OPTIONS PF=NRCT GR=Y

CROSSTABS SUMMARY BY SEX

..

Ordering Keywords

Keywords can be used in combination with each other to perform virtually any selection or transformation. The order of the keywords in a procedure may or may not be important depending on the individual procedure.

Generally, it is important to consider the order of keywords whenever a procedure involves more than one transformation. If the results of one transformation are dependent upon another transformation, then proper order is imperative.

For example, in the following procedure three COMPUTE keywords are used to calculate values for three different variables.
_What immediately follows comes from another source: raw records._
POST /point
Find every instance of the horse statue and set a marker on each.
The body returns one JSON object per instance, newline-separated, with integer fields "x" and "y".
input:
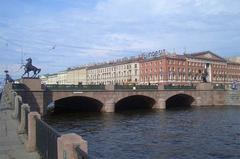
{"x": 29, "y": 67}
{"x": 205, "y": 76}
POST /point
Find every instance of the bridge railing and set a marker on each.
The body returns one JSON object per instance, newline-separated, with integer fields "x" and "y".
{"x": 135, "y": 87}
{"x": 219, "y": 87}
{"x": 18, "y": 87}
{"x": 80, "y": 153}
{"x": 75, "y": 87}
{"x": 46, "y": 140}
{"x": 180, "y": 87}
{"x": 42, "y": 137}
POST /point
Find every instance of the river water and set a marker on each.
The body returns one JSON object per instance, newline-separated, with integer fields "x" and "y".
{"x": 204, "y": 133}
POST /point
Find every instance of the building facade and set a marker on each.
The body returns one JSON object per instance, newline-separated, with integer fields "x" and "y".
{"x": 76, "y": 76}
{"x": 188, "y": 69}
{"x": 122, "y": 72}
{"x": 162, "y": 68}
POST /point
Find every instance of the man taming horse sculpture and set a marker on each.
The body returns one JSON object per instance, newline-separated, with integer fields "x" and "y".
{"x": 29, "y": 67}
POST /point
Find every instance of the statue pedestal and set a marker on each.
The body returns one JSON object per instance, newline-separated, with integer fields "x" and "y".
{"x": 204, "y": 86}
{"x": 33, "y": 84}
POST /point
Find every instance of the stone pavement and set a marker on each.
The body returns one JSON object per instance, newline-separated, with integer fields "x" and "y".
{"x": 11, "y": 145}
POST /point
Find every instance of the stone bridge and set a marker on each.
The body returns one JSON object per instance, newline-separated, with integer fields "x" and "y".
{"x": 111, "y": 100}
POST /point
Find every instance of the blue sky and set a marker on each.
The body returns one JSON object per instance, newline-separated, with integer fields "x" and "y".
{"x": 89, "y": 31}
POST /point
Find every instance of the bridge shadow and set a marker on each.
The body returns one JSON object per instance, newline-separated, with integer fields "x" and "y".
{"x": 29, "y": 97}
{"x": 77, "y": 104}
{"x": 136, "y": 102}
{"x": 179, "y": 102}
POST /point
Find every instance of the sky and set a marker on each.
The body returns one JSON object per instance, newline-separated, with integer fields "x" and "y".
{"x": 58, "y": 34}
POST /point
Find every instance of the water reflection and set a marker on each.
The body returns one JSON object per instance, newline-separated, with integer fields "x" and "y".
{"x": 211, "y": 132}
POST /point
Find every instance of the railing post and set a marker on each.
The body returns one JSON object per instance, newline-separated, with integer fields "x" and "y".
{"x": 109, "y": 106}
{"x": 67, "y": 144}
{"x": 31, "y": 141}
{"x": 160, "y": 104}
{"x": 14, "y": 94}
{"x": 17, "y": 101}
{"x": 21, "y": 127}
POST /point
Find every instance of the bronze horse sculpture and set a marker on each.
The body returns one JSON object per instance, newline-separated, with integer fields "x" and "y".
{"x": 29, "y": 67}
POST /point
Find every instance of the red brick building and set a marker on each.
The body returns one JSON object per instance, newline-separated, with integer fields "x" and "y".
{"x": 188, "y": 69}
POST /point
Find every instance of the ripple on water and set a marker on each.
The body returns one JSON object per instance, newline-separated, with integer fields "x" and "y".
{"x": 196, "y": 133}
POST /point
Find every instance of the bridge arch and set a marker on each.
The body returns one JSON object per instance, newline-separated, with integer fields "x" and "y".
{"x": 77, "y": 103}
{"x": 134, "y": 102}
{"x": 179, "y": 101}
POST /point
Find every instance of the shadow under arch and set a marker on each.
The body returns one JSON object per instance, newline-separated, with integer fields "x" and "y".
{"x": 134, "y": 102}
{"x": 77, "y": 104}
{"x": 179, "y": 101}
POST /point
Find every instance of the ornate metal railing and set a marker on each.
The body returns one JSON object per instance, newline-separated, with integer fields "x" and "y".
{"x": 19, "y": 114}
{"x": 46, "y": 138}
{"x": 18, "y": 87}
{"x": 169, "y": 87}
{"x": 26, "y": 120}
{"x": 135, "y": 87}
{"x": 75, "y": 87}
{"x": 219, "y": 87}
{"x": 80, "y": 153}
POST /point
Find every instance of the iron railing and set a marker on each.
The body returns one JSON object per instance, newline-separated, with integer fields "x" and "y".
{"x": 75, "y": 87}
{"x": 18, "y": 87}
{"x": 26, "y": 120}
{"x": 46, "y": 140}
{"x": 135, "y": 87}
{"x": 219, "y": 87}
{"x": 19, "y": 111}
{"x": 80, "y": 153}
{"x": 169, "y": 87}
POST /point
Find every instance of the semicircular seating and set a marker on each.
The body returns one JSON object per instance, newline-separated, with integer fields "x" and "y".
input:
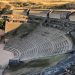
{"x": 42, "y": 42}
Since all of the computations are independent from each other (one doesn't depend on the results of another one), the order of the keyword commands doesn't make any difference. The following COMPUTE commands could be specified in any order.

 

STUDY SCIENCE

COMPUTE VAR_1 = 0

COMPUTE VAR_2 = 1

COMPUTE VAR_3 = 2

SAVE

..

When one keyword command depends upon the result of a different keyword command, the order of the commands is important. In the following example, each COMPUTE command uses the result of a previous command to perform its computation. Therefore, the order of the commands must be correctly specified.

 

STUDY SCIENCE

COMPUTE VAR_1 = 0

COMPUTE VAR_2 = VAR_1 + 1

COMPUTE VAR_3 = VAR_2 + 1

SAVE

..

 

Global and Temporary Keywords

Only three keywords are global (STUDY, DATA and HEADING). Once used, subsequent procedures will use the same study, data file and/or page heading. These parameters can be changed in any procedure and subsequent procedures will use the new parameters.

All other keywords are temporary and apply only to the procedure in which they appear. In the following example, the first procedure will use only the first 1000 records for the descriptive statistics analysis. The second procedure, however, will use all the records because the SELECT keyword only applies to the procedure in which it appears. The STUDY and HEADING (global keywords) will be the same for both procedures.

 

STUDY CROPS

HEADING Summary Statistics

SELECT 1-1000

DESCRIPTIVE YIELD

..

DESCRIPTIVE COST

..

 

Permanently Change a Codebook and Data File

Two keywords (SAVE and WRITE) allow you to make permanent changes to studies and data files. Any transformations in a procedure will become permanent if the SAVE command is included anywhere in that procedure. Permanent means that the study information and data file are irretrievable changed to reflect the transformations requested by the keywords. If you had a study of 10,000 records, the following procedure file might result in a huge loss of data and be devastating!

 

STUDY MARKET

SELECT 1001-2000

SAVE

..

Note that the inclusion of the SAVE keyword makes the selection permanent. That is, after executing this procedure, the data file will contain only 1000 records. All other records will have been eliminated by the SELECT command. The implications of this are obvious. Don't use the SAVE command unless you have a backup of the study information and data file.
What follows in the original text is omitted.